TOUS (ensemble) – Euh, non...

ANAIS (complètement partie) – Eh ben, j'avais gagné des boucles d'oreille dans une pochette surprise. Et vous savez quoi ? (Ils se regardent.) Eh ben je les ai échangées contre un bracelet avec une fille que je connaissais même pas et ensuite, j'ai échangé le bracelet contre un panda en peluche qu'un gars venait de gagner au tir à la carabine. Et après, j'ai troqué le panda contre une superbe pince à cheveux. Et avec la pince à cheveux, qu'est ce que j'ai fait ? (Elle ménage ses effets.) Ah ah, je vous le donne en mille ! Je l'ai vendue et avec l'argent, cerise sur le gâteau, qu'est ce que j'ai fait ? (Ils se regardent encore.) Vous donnez votre langue au chat ?

TOUS (ensemble) – Euh, oui...

ANAIS (comme une apothéose) – J'ai acheté une nouvelle pochette surprise ! Et dans la pochette surprise, vous savez ce qu'il y avait ?

TOUS (ensemble) – Des boucles d'oreille !

ANAIS (déçue) – Comment vous avez deviné ? (Se ressaisissant.) En tous cas, t'as vu tonton, je suis une grande bizunesswo... boussinesswo... basinesswo... enfin une femme d'affaire quoi !

GILBERT (gentiment) – C'est un bon début.

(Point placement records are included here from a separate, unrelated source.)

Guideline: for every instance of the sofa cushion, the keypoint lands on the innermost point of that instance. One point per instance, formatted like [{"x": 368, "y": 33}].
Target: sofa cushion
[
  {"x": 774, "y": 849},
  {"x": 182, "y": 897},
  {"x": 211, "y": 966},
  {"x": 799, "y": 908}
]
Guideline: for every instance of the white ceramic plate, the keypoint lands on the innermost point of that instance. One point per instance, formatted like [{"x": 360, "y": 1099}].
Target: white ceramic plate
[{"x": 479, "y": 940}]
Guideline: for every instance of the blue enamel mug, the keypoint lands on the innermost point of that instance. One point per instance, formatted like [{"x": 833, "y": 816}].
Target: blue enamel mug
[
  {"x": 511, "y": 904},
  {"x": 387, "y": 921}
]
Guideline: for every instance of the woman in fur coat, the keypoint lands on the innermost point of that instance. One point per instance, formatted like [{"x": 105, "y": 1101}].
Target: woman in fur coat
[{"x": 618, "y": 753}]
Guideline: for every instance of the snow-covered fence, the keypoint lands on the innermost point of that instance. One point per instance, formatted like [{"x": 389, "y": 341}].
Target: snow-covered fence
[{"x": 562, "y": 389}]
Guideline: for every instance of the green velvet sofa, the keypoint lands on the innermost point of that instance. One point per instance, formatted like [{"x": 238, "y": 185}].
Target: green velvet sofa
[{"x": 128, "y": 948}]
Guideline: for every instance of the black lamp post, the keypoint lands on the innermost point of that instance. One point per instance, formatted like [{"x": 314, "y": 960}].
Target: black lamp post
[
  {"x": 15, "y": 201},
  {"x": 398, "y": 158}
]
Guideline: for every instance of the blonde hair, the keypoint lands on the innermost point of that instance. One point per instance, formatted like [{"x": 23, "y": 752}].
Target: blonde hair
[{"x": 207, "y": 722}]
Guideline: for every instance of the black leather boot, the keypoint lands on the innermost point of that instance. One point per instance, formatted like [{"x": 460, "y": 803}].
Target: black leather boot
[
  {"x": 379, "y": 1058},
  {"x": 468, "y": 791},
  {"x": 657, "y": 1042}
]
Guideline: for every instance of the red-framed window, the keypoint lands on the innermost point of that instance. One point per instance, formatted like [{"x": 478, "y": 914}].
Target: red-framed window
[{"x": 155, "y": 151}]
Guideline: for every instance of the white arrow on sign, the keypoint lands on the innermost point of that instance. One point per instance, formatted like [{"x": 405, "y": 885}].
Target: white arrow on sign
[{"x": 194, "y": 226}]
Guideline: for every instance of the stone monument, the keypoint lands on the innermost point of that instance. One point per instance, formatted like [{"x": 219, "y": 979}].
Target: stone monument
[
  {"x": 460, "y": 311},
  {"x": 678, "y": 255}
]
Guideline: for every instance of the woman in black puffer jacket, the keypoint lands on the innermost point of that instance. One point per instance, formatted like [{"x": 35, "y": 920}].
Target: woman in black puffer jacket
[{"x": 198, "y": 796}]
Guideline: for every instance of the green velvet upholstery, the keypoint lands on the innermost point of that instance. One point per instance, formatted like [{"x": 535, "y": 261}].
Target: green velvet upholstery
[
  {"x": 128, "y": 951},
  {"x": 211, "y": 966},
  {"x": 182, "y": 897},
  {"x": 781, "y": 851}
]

Et puis là au moins, t'as pas perdu d'argent ! T'as bouclé la boucle... opération blanche.

ANAIS (montrant ses boucles, moqueuse) – Parce que vous trouvez qu'elles sont blanches mes boucles ? (Elle rit.) Vous devriez consulter un zyeutiste monsieur Gilbert parce que vous m'avez l'air de drôlement confondre les couleurs. Vous seriez à moitié dalmatien que ça m'étonnerait pas.

RENE (prenant de l'argent dans son porte feuille et lui donnant) - Tiens Anaïs, je te donne cinquante euros. Va te promener sur le port et avec cet argent, tu essaies d'en récupérer le double, d'accord ?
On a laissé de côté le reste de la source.